Executive Director of the award body Ole von Uexkull told VOA the awarding jury wanted to draw the world's attention to the disastrous impact climate change is having on the world.

"This year's laureates, we feel, give a very important message when it comes to actually questions of survival, which sounds drastic but it is really what we are at," Euxkull said.

He says activists like Ngongo who work on the ground to save the environment are crucial to meeting the universal challenges of global warming.

"It is very important to have someone who, like Rene Ngongo, who keeps pointing his finger at the many destructive practices that are taking place there, but who is also ready as a biologist to work with companies and with the government on how you can work with the forest in a sustainable way," Euxkull said.

During the wartime years of 1996 to 2002 Ngongo monitored the exploitation of Congo's natural resources by different warring parties. Euxkull says the end of the war in Congo brought new challenges.

"Unfortunately since the war has ended the situation for the forest has become even more dramatic," Uexkull noted, "because now the Democratic Republic of Congo is safe for the multinational logging and mining companies to operate and they are often unfortunately ruthless in their practices and the capacities of the Congolese government to control and to regulate what they are doing is in large parts of the country almost non-existent."

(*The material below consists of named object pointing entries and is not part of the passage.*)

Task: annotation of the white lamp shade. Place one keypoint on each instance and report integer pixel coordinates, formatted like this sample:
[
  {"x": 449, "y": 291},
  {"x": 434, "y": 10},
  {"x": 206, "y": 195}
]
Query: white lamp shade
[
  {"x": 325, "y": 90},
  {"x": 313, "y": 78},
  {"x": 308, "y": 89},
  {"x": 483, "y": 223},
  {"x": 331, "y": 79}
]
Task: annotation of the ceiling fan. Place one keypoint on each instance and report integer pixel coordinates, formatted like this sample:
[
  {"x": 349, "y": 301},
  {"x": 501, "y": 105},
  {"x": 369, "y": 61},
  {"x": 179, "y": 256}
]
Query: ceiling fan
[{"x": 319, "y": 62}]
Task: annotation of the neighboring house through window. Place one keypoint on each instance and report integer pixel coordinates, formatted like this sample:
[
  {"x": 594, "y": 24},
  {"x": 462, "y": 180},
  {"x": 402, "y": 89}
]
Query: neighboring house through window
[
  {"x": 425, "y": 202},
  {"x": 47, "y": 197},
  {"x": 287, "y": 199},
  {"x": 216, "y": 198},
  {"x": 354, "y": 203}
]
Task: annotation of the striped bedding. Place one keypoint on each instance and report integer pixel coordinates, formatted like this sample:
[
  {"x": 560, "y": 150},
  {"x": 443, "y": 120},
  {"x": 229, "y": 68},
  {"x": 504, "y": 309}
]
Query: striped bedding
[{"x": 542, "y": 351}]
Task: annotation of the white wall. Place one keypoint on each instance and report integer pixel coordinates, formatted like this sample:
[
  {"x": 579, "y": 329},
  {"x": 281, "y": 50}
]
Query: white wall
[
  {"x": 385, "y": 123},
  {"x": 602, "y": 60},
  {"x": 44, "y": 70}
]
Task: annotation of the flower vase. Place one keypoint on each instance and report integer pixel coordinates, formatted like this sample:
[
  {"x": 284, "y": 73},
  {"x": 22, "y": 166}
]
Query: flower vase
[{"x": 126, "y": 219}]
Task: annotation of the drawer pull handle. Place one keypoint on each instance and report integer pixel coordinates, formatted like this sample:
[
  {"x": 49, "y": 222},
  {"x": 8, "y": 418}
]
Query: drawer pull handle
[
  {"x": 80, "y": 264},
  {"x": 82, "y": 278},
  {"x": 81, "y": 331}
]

According to the environmental group Greenpeace two-thirds of Congo's population rely on the country's rainforest. Like all large forest areas, it plays a vital role in regulating climate, both locally and globally.

The other winners of the of the Right Livelihood Award are Canadian Scientist David Suzuki, New Zealand anti-nuclear activist Alyn Ware, and Catherine Hamlin, a women's health provider from Ethiopia. The winners share the prize money, which this year is around $150,000.